Although it meant getting up at 4am, the breakfast show she presented with Hector was the ideal format for her. Her husband Peter would get the kids ready for school and by 9.30am she’d be back home so she could get on with her housework and the children would find her there after school.

Does your husband mind being referred to as “Louise Tedesco’s husband”?

“No not at all, he’s very easy-going, nothing bothers him,” she smiles fondly.

As for being recognised everywhere she goes, she doesn’t mind that either.
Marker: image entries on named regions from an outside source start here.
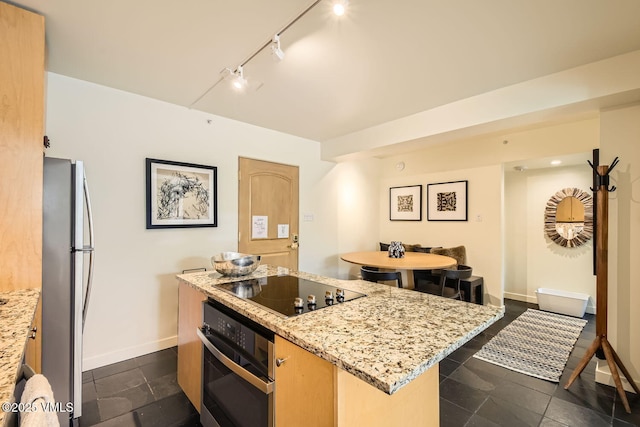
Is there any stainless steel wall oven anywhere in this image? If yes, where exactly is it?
[197,299,275,427]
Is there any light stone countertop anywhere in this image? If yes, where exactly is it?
[0,289,40,426]
[177,265,504,394]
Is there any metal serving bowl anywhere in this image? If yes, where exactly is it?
[211,252,260,277]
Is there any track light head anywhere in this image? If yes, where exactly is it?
[333,0,349,16]
[271,34,284,61]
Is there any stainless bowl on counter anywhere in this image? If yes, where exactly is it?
[211,252,260,277]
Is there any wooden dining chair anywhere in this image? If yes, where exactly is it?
[360,267,402,288]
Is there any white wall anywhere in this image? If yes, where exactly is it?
[378,165,502,306]
[596,104,640,390]
[379,118,599,305]
[330,159,380,279]
[504,162,596,313]
[46,73,340,370]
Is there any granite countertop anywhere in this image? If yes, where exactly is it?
[0,289,40,426]
[178,265,504,394]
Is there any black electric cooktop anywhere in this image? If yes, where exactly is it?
[215,276,366,317]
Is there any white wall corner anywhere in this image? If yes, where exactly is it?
[82,335,178,372]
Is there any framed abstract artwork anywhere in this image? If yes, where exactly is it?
[389,185,422,221]
[427,181,468,221]
[146,159,218,229]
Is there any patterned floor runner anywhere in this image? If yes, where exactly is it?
[473,309,587,383]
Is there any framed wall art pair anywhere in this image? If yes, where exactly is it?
[389,181,468,221]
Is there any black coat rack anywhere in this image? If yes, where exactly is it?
[564,150,640,413]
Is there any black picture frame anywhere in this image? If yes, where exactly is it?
[146,158,218,229]
[427,181,469,221]
[389,185,422,221]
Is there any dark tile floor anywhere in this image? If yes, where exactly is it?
[440,300,640,427]
[80,347,200,427]
[80,300,640,427]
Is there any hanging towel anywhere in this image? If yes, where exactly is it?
[20,374,60,427]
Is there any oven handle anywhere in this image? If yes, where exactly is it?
[196,328,274,394]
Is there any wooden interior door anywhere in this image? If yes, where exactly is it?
[238,157,299,270]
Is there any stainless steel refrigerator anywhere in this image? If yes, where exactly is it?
[42,157,93,426]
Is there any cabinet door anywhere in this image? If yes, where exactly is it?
[24,298,42,373]
[0,1,44,290]
[178,282,207,412]
[275,335,336,427]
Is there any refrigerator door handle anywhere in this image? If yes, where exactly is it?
[82,168,94,331]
“However, I only wear all that make-up for TV, so sometimes people say to me: ‘Are you sure you’re Louise? You look so different!’ and I have to reassure them that it’s really me. Some people look you up and down to see what you’re wearing. I suppose they imagine I’m lying around at home all day with servants doing everything for me, like they have abroad. That’s definitely not the case.”

She loves live programmes where people phone in to share what they’re doing. “They tell us what they’re cooking for dinner; one woman told us she had broken her leg – it’s like we’re part of their family. That gives me great satisfaction. When I read the news I have to be very serious, so people used to think that I was stuck-up – it was only through the live programmes that they saw my true character.”
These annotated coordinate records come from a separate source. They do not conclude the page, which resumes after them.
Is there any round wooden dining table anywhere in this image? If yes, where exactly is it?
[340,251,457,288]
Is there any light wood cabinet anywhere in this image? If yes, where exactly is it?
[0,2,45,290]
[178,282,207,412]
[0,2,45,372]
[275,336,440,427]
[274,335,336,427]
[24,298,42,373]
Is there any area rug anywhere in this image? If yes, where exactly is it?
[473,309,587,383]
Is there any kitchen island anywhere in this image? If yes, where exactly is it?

Because she is so upfront herself, she is always surprised when someone deliberately hurts her. Hypocrisy is something she cannot tolerate. This, she says, has made her wary about trusting too easily and she has learnt to be on her guard.
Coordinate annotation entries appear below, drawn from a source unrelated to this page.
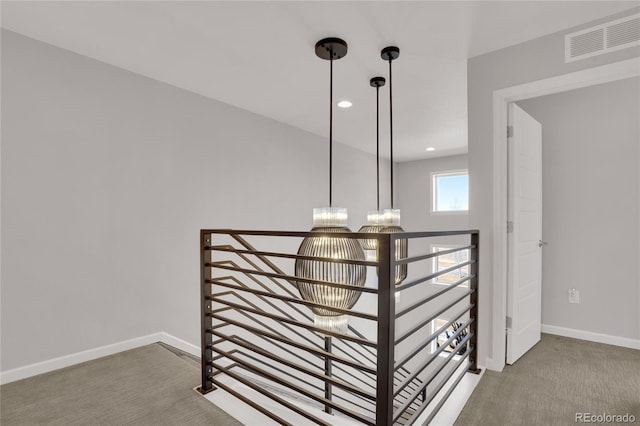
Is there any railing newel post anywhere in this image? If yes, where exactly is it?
[198,230,216,394]
[376,234,395,426]
[468,231,480,374]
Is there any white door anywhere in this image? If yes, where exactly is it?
[506,103,542,364]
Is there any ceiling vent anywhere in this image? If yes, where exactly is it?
[564,13,640,62]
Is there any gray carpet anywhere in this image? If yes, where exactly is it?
[455,334,640,425]
[0,344,241,426]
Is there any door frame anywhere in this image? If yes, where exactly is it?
[486,57,640,371]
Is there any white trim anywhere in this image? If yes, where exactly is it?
[486,57,640,371]
[0,331,200,385]
[0,333,162,385]
[542,324,640,350]
[160,331,201,357]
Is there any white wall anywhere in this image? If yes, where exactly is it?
[397,154,469,231]
[518,78,640,340]
[1,31,389,371]
[467,8,640,367]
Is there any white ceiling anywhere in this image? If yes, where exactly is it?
[1,1,638,161]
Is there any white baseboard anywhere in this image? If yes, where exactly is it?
[160,331,200,357]
[0,332,205,384]
[542,324,640,350]
[0,333,163,384]
[485,357,505,373]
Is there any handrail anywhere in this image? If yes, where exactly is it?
[200,229,479,426]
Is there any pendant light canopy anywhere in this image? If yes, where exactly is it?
[358,77,386,253]
[380,46,409,286]
[295,37,367,333]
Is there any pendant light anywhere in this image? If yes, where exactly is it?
[295,38,367,333]
[358,77,385,253]
[380,46,409,286]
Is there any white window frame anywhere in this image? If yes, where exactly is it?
[431,243,471,288]
[430,169,469,215]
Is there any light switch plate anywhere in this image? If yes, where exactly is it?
[569,288,580,303]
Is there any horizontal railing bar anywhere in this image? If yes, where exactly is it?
[394,318,475,397]
[225,235,384,363]
[209,376,293,426]
[234,348,375,412]
[208,295,377,348]
[207,314,376,374]
[396,245,476,265]
[212,337,376,401]
[204,245,378,266]
[224,330,375,396]
[210,262,378,293]
[213,364,331,426]
[200,229,480,239]
[397,304,473,368]
[395,310,473,376]
[395,304,473,378]
[225,240,424,402]
[212,294,322,348]
[399,259,476,290]
[395,290,475,345]
[409,351,471,424]
[212,235,419,406]
[221,363,375,426]
[205,279,378,321]
[211,359,237,377]
[210,351,375,425]
[394,334,471,421]
[396,275,475,319]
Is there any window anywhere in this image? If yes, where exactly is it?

At this point, the waitress brings our order. Here the cuisine is Mediterranean, with seafood and grilled fish being one of their specialities. I had octopus salad, with fresh rucola while Louise had spaghetti alle vongole.

As we eat, the topic turns to sports.

With a father so involved with a football team, it seemed inevitable that Louise too would love the game. She is as conversant and knowledgeable about football as any diehard supporter and would often go to watch the matches. This meant she was a natural choice to co-present a sports programme, making her one of the first women to do so.

“I’m not presumptuous and I wouldn’t have accepted unless I felt confident in the subject. If I am in doubt, I just won’t say anything, because I’m aware of my limitations. That’s why I wouldn’t agree to do a discussion programme, because I know I don’t have time to do the required research.”

Reading the news also requires very different skills to the light-hearted programmes she usually presents. With a shudder she remembers one of her worse TV mistakes when she was still on Xandir Malta.

“When Carmen Spiteri resigned, I inadvertently said Carmen Sant, not once but three times! They were waving and showing me cards to correct my mistake and I didn’t even know I had said it. I couldn’t understand what they were on about! I think that must have been my worse experience on air. When they told me, I couldn’t believe it. After the news I had to go back on air to apologise and correct the mistake. You can imagine the tension, especially in those days.”

Louise had a chance to see what a big production was like when she co-presented Giochi senza Frontiere.

“There was Italian presenter, Simona Tagli, as well, and she had about 20 people running around doing her hair and make-up, plus she had someone coaching her on what she should say. It took her about 10 takes before she got it right, so in comparison, with our limited resources and considering that Maltese presenters do everything ourselves, I think we do pretty well.”

Louise will definitely be back on our screens in October, but the project she is most looking forward to involves her other love, fashion.

“My sister has a shop and I’m going to take part of it to sell my own line of clothes. It has always been my dream, even though these days I can’t wear what I like any more!

“Lately people have been asking me if I’m pregnant. I know I’m not as thin as I used to be, but the camera really puts on weight especially if they film you from a certain angle. I look three times as big as I really am and if they show me in close-up I think: “My God, my face took up the whole screen!’ I think you have to be a size six to look good,” she sighs.